Bill Clinton and Hillary Clinton during the counting of ballots in Ohio

COLUMBUS - Ohio voters have warmed to the policies of Senator Hillary Clinton, a recent UnNews investigation has discovered. With 100% of precincts reporting, the Junior Senator from New York edged out her Democratic rival Senator Barack Obama of Illinois 54-44 in that state. Comments from voters around the state suggested that her previous experience was a factor.

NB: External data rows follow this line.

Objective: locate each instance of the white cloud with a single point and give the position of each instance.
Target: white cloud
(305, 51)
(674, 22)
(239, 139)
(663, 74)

In Chillicothe, voters expressed strong sentiments in favor of Clinton. “I was really impressed with her experience on the board at Wal-Mart” said Dawn Waltham, 44, who is an adult foster care provider and member of the SEIU. “She really stood up for worker rights while she was there”. Others enjoyed her demeanor thus far in the campaign. Worker Colleen Farleigh, 53, at her job as a railroad engineer in Fostoria, said she felt that Clinton’s short temper and hard nosed style would bring great results for the country. “I really feel like it’s important for someone not to be too calm in a stressful or crises situation”, said Farleigh. “The debate in Cleveland last week really showed everyone how she intends to get things done by attacking the neutral third party and continuously harping on small issues.” One voter expressed frustration at the intermittent cooperation that has taken place in Washington over the years. “I feel like the best way to advance the country is to have someone who won’t compromise on any issue even in a dire situation” said Ashtabula resident Linda Johnston, 33. “That brings about the gridlock and mudslinging which brings us together as a country and inspires people to participate in the political process.”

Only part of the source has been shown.